AI and Robotics
AI and Robotics
In 1958 Joseph Engelberger created the first robots—called Unimates—for factory work. They looked nothing like the fictional robots in movies or books; they looked more like giant flexing arms. The robots were hydraulically powered and programmed to move in a repeated pattern with exacting precision. Automobile manufacturers soon replaced assembly line workers with Unimates, which could perform the most exacting and physically demanding tasks.
A person who picks up a hammer and pounds in a nail does not think about the distance between his hand and the hammer or what force is needed. That mathematical and geometric calculation is immediate and unconscious. But that process must be hard-wired into industrial robot computers so that mechanical movements are precise.
These giant arms are dangerous machines that swivel, swing, hammer, and weld with great force as partially assembled cars move past them. The welding arm must create strong, perfect seams to connect large metal panels on the assembly line. First it must analyze the alignment with its laser vision system. If it detects a misalignment, the robotic arm adjusts the pieces so that they line up correctly. Then it welds them to create the strongest bond possible. This kind of repetitive and precise work is perfectly suited for an AI machine that does not cough, sneeze, blink, or get tired and make a mistake during welding.
Today robotic arms are used in almost every type of industry. They are especially useful in places where humans risk injury to themselves or their product. Smaller arms, for example, are used in the sterile environment of a silicon chip factory, where human workers wear special head-to-toe coveralls so that dandruff, flaking skin cells, and dirt do not contaminate the product. Industrial robotic arms work safely with toxic materials and perform their tasks in nuclear reactors and other dangerous places humans cannot go.
But these AI arms are not versatile. Hand a robotic welding arm a screwdriver and it is useless. Unless reprogrammed, the industrial arm cannot adapt to another tool or task, but that versatility may come in the future. In the 1960s AI experts promised a robotic maid in every home. That has not happened, but AI experts are optimistic that it will. "A hundred years ago, we couldn't even fly, and now we have spacecraft exploring our solar system and beyond," says Tucker Balch, a computer scientist at Georgia Institute of Technology. "I think we're going to see just as radical a change in robots in the next century."12 Already robotics and AI researchers are moving beyond the robotic arm to create intelligence in moving machines of all shapes and sizes. So far, some of the most successful and intriguing designs mimic nature.

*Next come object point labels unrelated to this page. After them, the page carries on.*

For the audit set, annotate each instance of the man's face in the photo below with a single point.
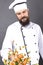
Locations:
(23, 16)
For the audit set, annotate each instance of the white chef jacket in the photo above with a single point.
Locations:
(32, 35)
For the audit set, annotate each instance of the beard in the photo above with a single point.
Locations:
(24, 21)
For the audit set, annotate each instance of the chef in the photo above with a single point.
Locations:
(23, 35)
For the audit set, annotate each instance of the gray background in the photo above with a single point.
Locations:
(7, 16)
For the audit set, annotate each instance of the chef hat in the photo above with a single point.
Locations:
(18, 5)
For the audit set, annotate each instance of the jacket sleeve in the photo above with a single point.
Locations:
(6, 46)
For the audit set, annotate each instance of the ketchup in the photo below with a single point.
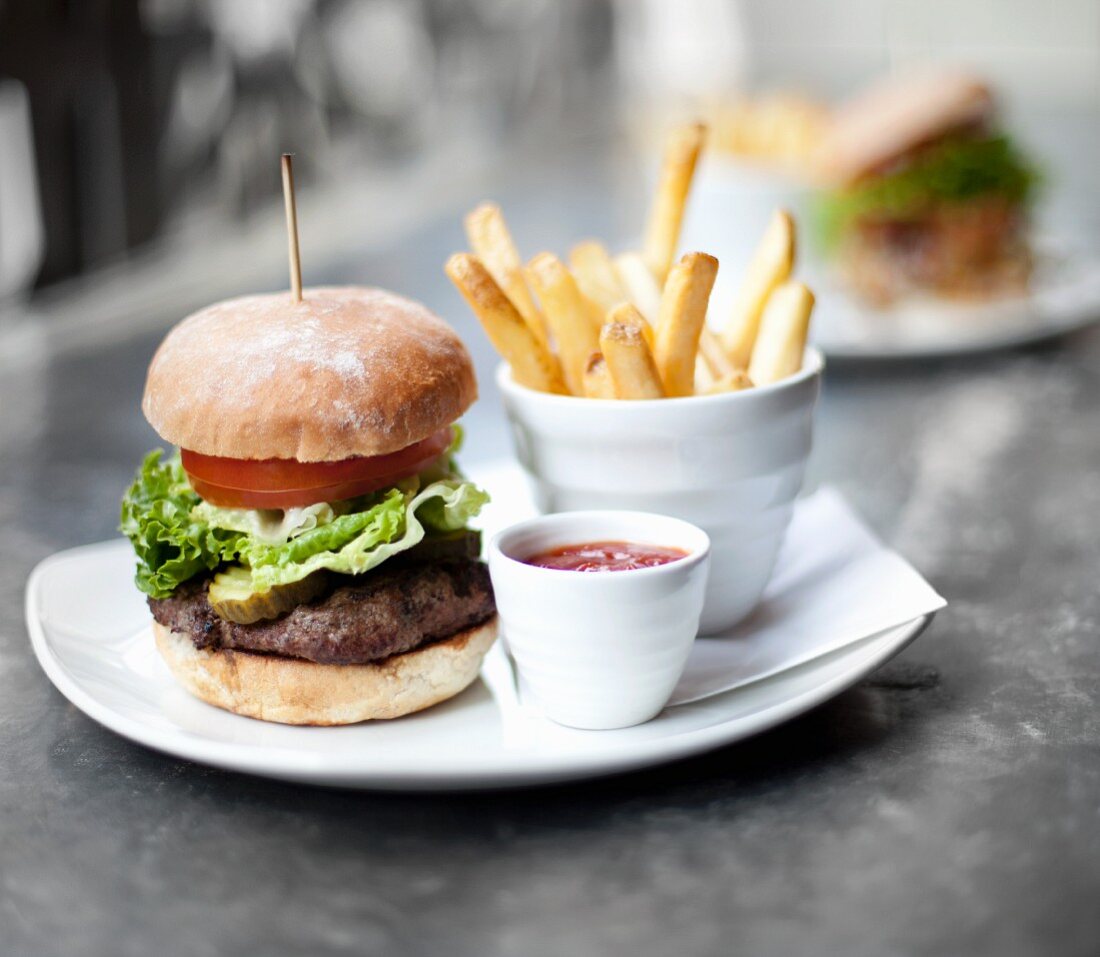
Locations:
(605, 557)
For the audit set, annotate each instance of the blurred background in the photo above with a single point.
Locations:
(139, 139)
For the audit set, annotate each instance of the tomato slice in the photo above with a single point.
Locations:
(286, 483)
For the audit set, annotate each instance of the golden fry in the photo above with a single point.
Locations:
(710, 347)
(492, 242)
(532, 364)
(596, 276)
(640, 285)
(770, 265)
(704, 378)
(568, 316)
(628, 358)
(782, 339)
(681, 320)
(666, 215)
(735, 382)
(597, 377)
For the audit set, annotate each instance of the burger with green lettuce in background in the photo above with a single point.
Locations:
(925, 194)
(307, 553)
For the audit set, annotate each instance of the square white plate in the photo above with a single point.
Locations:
(90, 630)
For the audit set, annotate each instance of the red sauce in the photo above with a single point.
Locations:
(605, 557)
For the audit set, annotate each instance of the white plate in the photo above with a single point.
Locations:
(89, 628)
(1065, 297)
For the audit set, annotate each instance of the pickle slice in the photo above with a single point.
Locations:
(449, 546)
(233, 597)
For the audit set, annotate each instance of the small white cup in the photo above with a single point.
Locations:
(730, 463)
(600, 649)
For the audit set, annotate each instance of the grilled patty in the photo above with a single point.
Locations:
(361, 619)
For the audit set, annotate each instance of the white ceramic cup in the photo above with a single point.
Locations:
(600, 649)
(730, 463)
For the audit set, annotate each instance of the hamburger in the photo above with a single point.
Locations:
(925, 194)
(306, 553)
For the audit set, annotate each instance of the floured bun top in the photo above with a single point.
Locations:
(897, 116)
(348, 371)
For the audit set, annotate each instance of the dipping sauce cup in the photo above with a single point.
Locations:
(600, 649)
(730, 463)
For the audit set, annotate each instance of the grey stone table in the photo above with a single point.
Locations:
(948, 804)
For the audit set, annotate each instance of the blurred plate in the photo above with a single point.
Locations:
(1065, 298)
(90, 631)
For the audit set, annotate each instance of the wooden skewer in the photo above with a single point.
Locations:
(292, 227)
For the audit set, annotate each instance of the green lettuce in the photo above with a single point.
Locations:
(956, 171)
(177, 536)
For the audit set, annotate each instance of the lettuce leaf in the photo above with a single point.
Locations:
(172, 546)
(953, 172)
(177, 536)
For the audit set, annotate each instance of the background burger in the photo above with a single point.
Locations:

Mechanical Animals on the Move
Using living creatures as inspiration for machines is called biomimicry. One of the leading scientists in the field is Robert J. Full of the University of California at Berkeley. He has never designed or built a robot, but he provides robot researchers with blueprints that come from the animal world. These blueprints may later be incorporated into various robot prototypes. Full gets his ideas from ghost crabs, ants, cockroaches, centipedes, and geckos.
As a biologist, Full studies the principles of animal locomotion. While cockroaches run on miniature treadmills, Full measures the electrical impulses in the insects' muscles with tiny electrodes and videotapes their movements with high-speed cameras. He details the locomotion movement by movement and documents the forces and dynamics involved. The information that he uncovers is then used to create some of the most mobile robots in the world that will be used for both civilian and military purposes. His work with the gecko, a sticky-toed lizard that can scurry up vertical surfaces, has led the company iRobot to create the Mecho-gecko, a small sensor-laden device that can cling to a wall and walk across the ceiling.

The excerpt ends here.